Bryant would see the assault case dropped and his coach return to the bench. What he wouldn't see was the return of his Laker dynasty.

Kobe thanked team management for standing by him during the Colorado case by eventually demanding a trade. For the viewing pleasure of the YouTube world, he ridiculed Mitch Kupchak for declining to exchange Andrew Bynum for Jason Kidd, a move that would've been even more damaging to the Lakers than the Shaq deal with Miami that Kobe forced them to make.

Bryant ended up in a far better situation than he deserved. Kupchak kept the developing Bynum, made a steal of a deal in the form of Pau Gasol, and gave his megalomaniac megastar a supporting cast strong enough to reach the Finals.
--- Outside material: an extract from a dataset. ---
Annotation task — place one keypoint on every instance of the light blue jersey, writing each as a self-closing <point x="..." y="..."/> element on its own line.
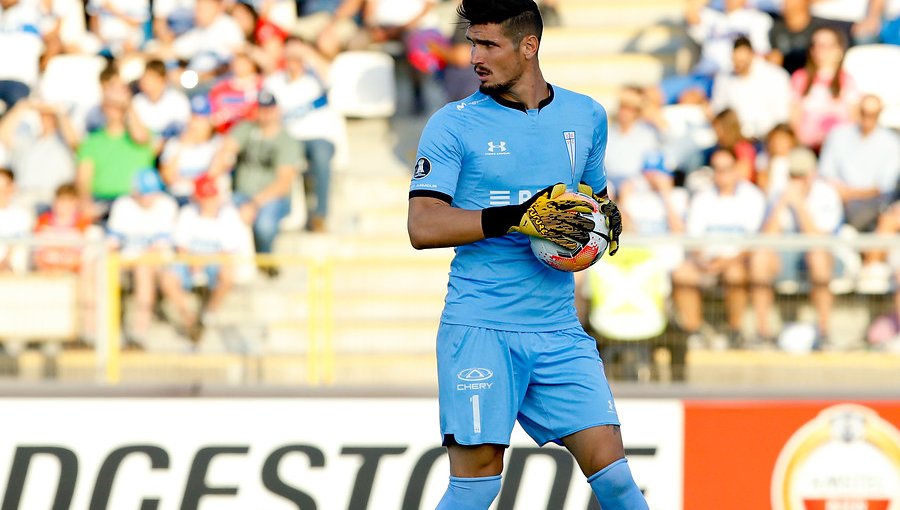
<point x="482" y="152"/>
The Celtics prevailed and now Bryant enters a tournament that could do more for him and his image than a fourth NBA ring could've ever done. This is his chance to play for his would-be college coach, Krzyzewski, who couldn't get Bryant to pick Duke over the pros and who returned the favor years later when Kobe tried recruiting him to L.A.

Coach K says he adores Bryant, and you don't need a job on Madison Avenue to understand the Coach K seal of approval means a ton. If Kobe realizes he'll never again be the wholesome and bilingual two-guard next door, he has to believe that a winning performance — shaped by tough defense and an eagerness to share the ball — will improve his marketability and, perhaps, restore him as a pitchman supreme.

This much Bryant has working in his favor: He playing for the most talented Summer Games team in Beijing by far, and it's an ideal time to be an American Olympic star.

China has come under intense scrutiny for its embarrassing human rights record and a long history of denying its citizens the most basic liberties. Against this backdrop, the U.S. athletes will be cast as freedom fighters, or something like that, adding a perceived (if bogus) significance to their victories.

Bryant is expected to be both the Americans' leading scorer and their lockdown defender. He wasn't around in Athens when Allen Iverson and Stephon Marbury and Tim Duncan couldn't find the FIBA formula to save their overmatched coach, Brown, who preferred LeBron James on the bench.

LeBron will be out there this time around, and the world will be watching to see if he can back up the guarantee he made for Time. But guarantee or no guarantee, James doesn't need this one as much as Bryant does.

Kobe never stepped foot in Athens, and he's still the Redeem Team member who requires redemption most.